Q1. There are too many keywords. Can the authors reduce a few? Biodiversity conservation, Comparative genomics, and evolutionary biology does not make sense in this manuscript. Q2. The authors performed reference-guided scaffolding analysis with the German Shepherd dog genome (GCA_011100685.1) as reference. Better if the authors explain why they selected this genome as the reference as there are several published dog genomes?

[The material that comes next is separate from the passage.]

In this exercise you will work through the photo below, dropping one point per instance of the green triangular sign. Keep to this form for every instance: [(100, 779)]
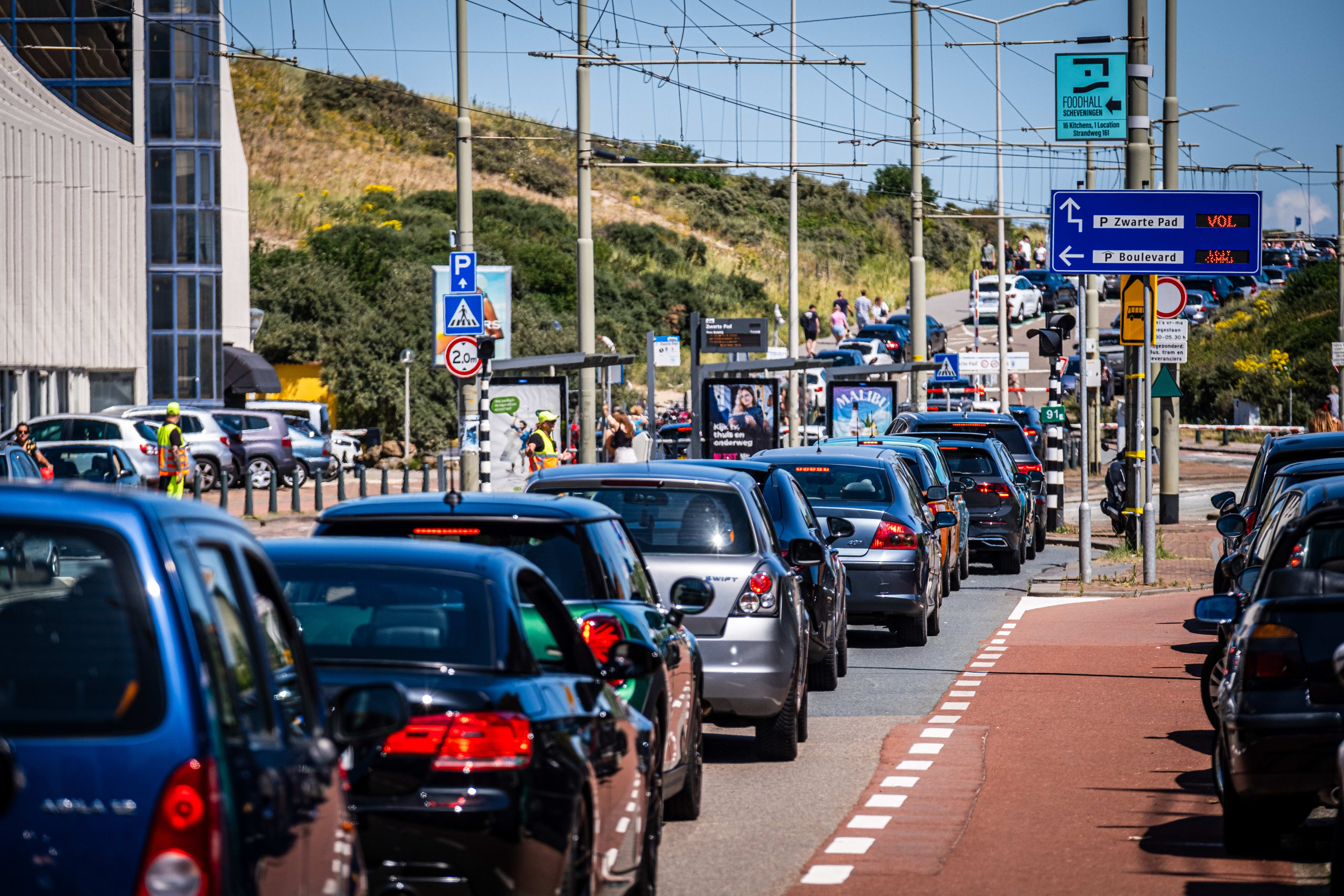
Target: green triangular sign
[(1164, 386)]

Q3.The part of Heterozygosity make no sense to this manuscript unless there is a reasonable connection with other parts, because the dog is not a threatened species and also not a very special breed facing extensive inbreeding abd accumulation of deleterious mutations? Q4. The part of Myostatin doesn’t make sense to me, as I have read the paper the author cited and found that not all Whippet have this mutation? They sequenced 22 individuals, and 4 individuals are homozygous (-/-), 5 are heterozygous (mh/+) and the rest are homozygous (+/+). So you can always have a result by checking this mutation, but make no sense. Furthermore, one individual can hardly represent a species or a population? At the beginning of this paragraph, please change “Since” to “Since”. Q5. I think the most important find in this manuscript is how the authors finished a high-quality genome within a very short-term working. I suggest the authors remove the descriptions of Heterozygosity and Myostatin, but added a paragraph to tell readers the basic needs or standards for such a short-term work for genome assembly for a genome of something like dog. Just a suggestion, but I think would be better to improve the manuscript.
Reviewer 2. Xiaobo Wang
This study outlines an approach to expedite the sequencing and de novo assembly of genomes by leveraging collaboration between academic biodiversity institutes and a medical diagnostics company with advanced sequencing capabilities. The primary focus was on generating a high-quality de novo genome of the Whippet, a fast dog breed, within an accelerated timeframe. Below are some specific comments I would like to highlight.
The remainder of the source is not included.